Robert A. Heinlein by unknow

Robert A. Heinlein by unknow

Author:unknow
Language: eng
Format: epub
Published: 2012-01-04T08:56:59+00:00


As with all these early novellas, the opening scene of “Universe” plunges us less into intrigue or action than an alien and problematic world. This story is one of Heinlein’s triumphs of “extrapolation.” A whole mode of human existence, at once strange and all too familiar, is skillfully built up of rapid touches and crucial details, as we catch it in mid-evolution. On a starship of the Jordan Foundation, bound for distant Proxima Centauri, there is a mutiny. The result of this struggle is reversion to a cultural dark age. To the survivors, the ship becomes their universe. A new cosmology is created: scripture (“the Lines from the Beginning”) springs up telling of “Jordan’s Plan,” of the creation and fall of man. In this account, Chief Mutineer Huff becomes Lucier—Heinlein gives us a masterly-drawn example of the human mind creating its myths out of limited knowledge, and thereby confining itself to the narrowest space. The society of “Universe” is thoroughly medieval in its “geo-centrism.” Men inhabit the lowest areas of the ship, where gravity is highest. Their culture is divided into two classes: the peasant-serfs, and the “Scientists,” a priestly caste whose “science” is purest scholasticism. The upper, low-gravity levels of the ship have been abandoned to the “muties”—mutants caused by radiation resulting from the destruction of the protective shield. Typically, the Scientists’ explain the muties not in physical but symbolic terms. They are the cursed descendents of the “mutineers”—the outcast race. To man, then, the sky is closed. And yet, only this way lies salvation, for here one can look out on the stars, see this “Universe” for the insignificant thing it is. The desire to go up remains in the human race. This story opens with a foray by three boys into the dangerous realms above. For two of them it is sport, an adventure. For the third, however, it is more: Hugh Hoyland feels a strange, inexplicable sense of awe. In this dark world, he is to be the new Galileo. Called to seek the higher truth he intuits, he will look out on new worlds .

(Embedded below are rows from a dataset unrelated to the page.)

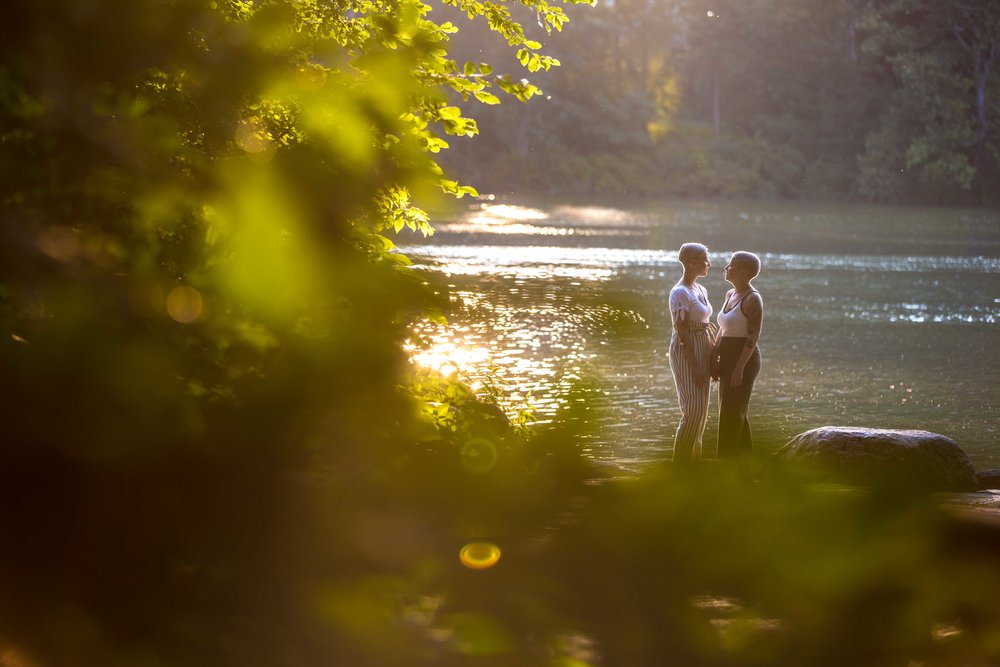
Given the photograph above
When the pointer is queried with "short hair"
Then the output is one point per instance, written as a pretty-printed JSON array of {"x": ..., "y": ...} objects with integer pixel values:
[
  {"x": 690, "y": 251},
  {"x": 748, "y": 261}
]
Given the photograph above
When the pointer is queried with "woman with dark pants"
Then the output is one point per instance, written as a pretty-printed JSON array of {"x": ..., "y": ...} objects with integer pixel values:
[{"x": 738, "y": 356}]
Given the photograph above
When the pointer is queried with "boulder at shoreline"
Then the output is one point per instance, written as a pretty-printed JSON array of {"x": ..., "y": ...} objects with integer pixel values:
[
  {"x": 989, "y": 479},
  {"x": 911, "y": 459}
]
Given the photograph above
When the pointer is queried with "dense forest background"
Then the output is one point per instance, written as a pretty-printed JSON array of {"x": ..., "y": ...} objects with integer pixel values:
[
  {"x": 893, "y": 101},
  {"x": 214, "y": 449}
]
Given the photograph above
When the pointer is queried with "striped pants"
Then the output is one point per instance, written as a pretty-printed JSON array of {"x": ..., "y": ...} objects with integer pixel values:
[{"x": 693, "y": 399}]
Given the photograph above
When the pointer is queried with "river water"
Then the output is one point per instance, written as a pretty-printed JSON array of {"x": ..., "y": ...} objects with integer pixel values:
[{"x": 882, "y": 317}]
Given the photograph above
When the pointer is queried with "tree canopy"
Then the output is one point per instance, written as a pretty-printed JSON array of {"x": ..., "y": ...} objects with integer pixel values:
[
  {"x": 213, "y": 450},
  {"x": 891, "y": 101}
]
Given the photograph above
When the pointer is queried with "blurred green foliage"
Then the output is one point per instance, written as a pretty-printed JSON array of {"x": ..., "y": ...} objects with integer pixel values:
[
  {"x": 213, "y": 450},
  {"x": 881, "y": 100}
]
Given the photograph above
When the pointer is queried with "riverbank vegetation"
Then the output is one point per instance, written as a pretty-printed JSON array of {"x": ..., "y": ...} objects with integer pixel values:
[
  {"x": 893, "y": 101},
  {"x": 213, "y": 450}
]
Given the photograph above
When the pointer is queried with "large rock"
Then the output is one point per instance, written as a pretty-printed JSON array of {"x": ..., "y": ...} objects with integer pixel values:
[
  {"x": 915, "y": 460},
  {"x": 989, "y": 479}
]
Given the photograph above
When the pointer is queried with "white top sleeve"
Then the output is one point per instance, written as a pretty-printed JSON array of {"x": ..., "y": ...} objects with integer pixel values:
[
  {"x": 680, "y": 302},
  {"x": 690, "y": 305}
]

But are the muties really the more fallen race? In”Universe,” the matter is far more complex. Deprived of the possibility of raising their own food, the muties have reverted to a nomadic tribal existence, living off foraging raids and practicing cannibalism. And yet, however grisly, their use of the dead seems more natural than man’s. The humans below feed their departed (as well as live prisoners) into the mass converter. The ship is providentially kept on course. Ironically, however, this is not their intention at all. In their superstitious ignorance, they cannot imagine the true purpose of the machine. It has become a Moloch, its function solely ritualistic. The muties are made practical by their need to survive. This same self-reliant existence also leads the best of them to a genuine intellectual detachment. At the center of “Universe,” is the fortunate encounter between Hugh and Joe-Jim Gregory, the two-headed mutant ”philosopher.” Hugh is captured while on one of these ”reconnaissance” climbs.